One-hundred and eight participants (33 PTSD; 43 trauma-exposed controls; 32 healthy controls) completed an emotionally neutral complex shape discrimination task involving identifying in 42 similar pairs the previously observed shape; and an emotionally aversive discrimination task, involving providing risk ratings for an aversive conditioned stimulus (CS+), and for several stimuli gradually differing in size from the original CS+. Resting state functional connectivity (rsFC) was collected before completing the tasks.

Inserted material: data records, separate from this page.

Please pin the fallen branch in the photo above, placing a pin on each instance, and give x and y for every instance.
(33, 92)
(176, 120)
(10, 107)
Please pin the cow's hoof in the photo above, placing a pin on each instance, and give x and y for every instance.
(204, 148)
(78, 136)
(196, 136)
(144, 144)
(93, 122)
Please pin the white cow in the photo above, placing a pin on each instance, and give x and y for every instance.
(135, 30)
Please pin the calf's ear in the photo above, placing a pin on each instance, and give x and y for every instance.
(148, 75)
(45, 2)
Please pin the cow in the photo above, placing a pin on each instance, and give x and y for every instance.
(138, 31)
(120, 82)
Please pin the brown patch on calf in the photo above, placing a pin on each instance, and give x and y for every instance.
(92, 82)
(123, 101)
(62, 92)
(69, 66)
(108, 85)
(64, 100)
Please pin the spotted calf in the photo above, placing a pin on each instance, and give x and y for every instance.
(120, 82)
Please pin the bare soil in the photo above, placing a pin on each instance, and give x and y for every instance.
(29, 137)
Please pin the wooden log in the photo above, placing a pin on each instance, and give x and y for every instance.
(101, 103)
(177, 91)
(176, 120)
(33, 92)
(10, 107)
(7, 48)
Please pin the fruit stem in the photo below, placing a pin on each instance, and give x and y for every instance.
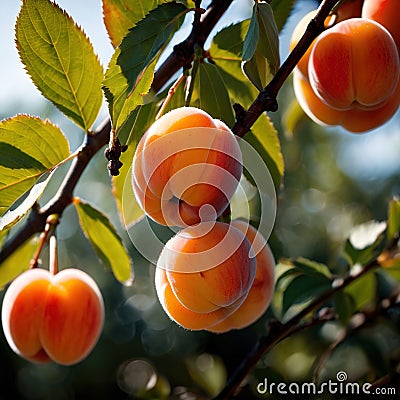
(171, 92)
(51, 223)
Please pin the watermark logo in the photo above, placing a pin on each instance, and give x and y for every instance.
(339, 386)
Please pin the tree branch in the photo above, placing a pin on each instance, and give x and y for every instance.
(278, 331)
(266, 100)
(182, 55)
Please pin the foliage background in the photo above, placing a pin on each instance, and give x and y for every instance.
(333, 180)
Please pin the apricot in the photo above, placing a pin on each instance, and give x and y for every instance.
(386, 12)
(262, 289)
(354, 64)
(355, 120)
(204, 273)
(53, 317)
(348, 9)
(186, 168)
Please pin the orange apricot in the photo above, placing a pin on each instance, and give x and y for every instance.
(204, 274)
(354, 64)
(298, 32)
(53, 317)
(355, 120)
(186, 168)
(262, 289)
(386, 12)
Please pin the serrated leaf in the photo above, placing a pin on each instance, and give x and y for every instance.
(260, 59)
(17, 262)
(131, 69)
(29, 147)
(105, 241)
(282, 10)
(364, 242)
(226, 52)
(265, 140)
(312, 268)
(292, 116)
(130, 133)
(60, 60)
(362, 290)
(11, 217)
(393, 225)
(301, 290)
(211, 93)
(120, 16)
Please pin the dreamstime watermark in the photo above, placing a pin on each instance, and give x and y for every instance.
(340, 386)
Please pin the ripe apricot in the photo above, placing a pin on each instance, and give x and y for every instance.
(186, 168)
(386, 12)
(354, 64)
(262, 289)
(204, 274)
(53, 317)
(355, 120)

No group differences emerged on the emotionally neutral task. Conversely, on the emotionally aversive task, individuals with PTSD had steeper linear risk rating slopes as the stimuli more resembled the conditioned stimulus. Finally, lower rsFC of amygdala-default mode network (DMN) and DMN-salience network (SN) were associated with steeper risk slopes, while for hippocampus-SN, lower rsFC was found only among participants with PTSD.
Individuals with PTSD show deficits in discrimination only when presented with aversive stimuli. Dysregulated discrimination pattern may relate to a lack of input from regulatory brain areas (e.g., DMN/hippocampus) to threat-related brain areas (e.g., SN/amygdala).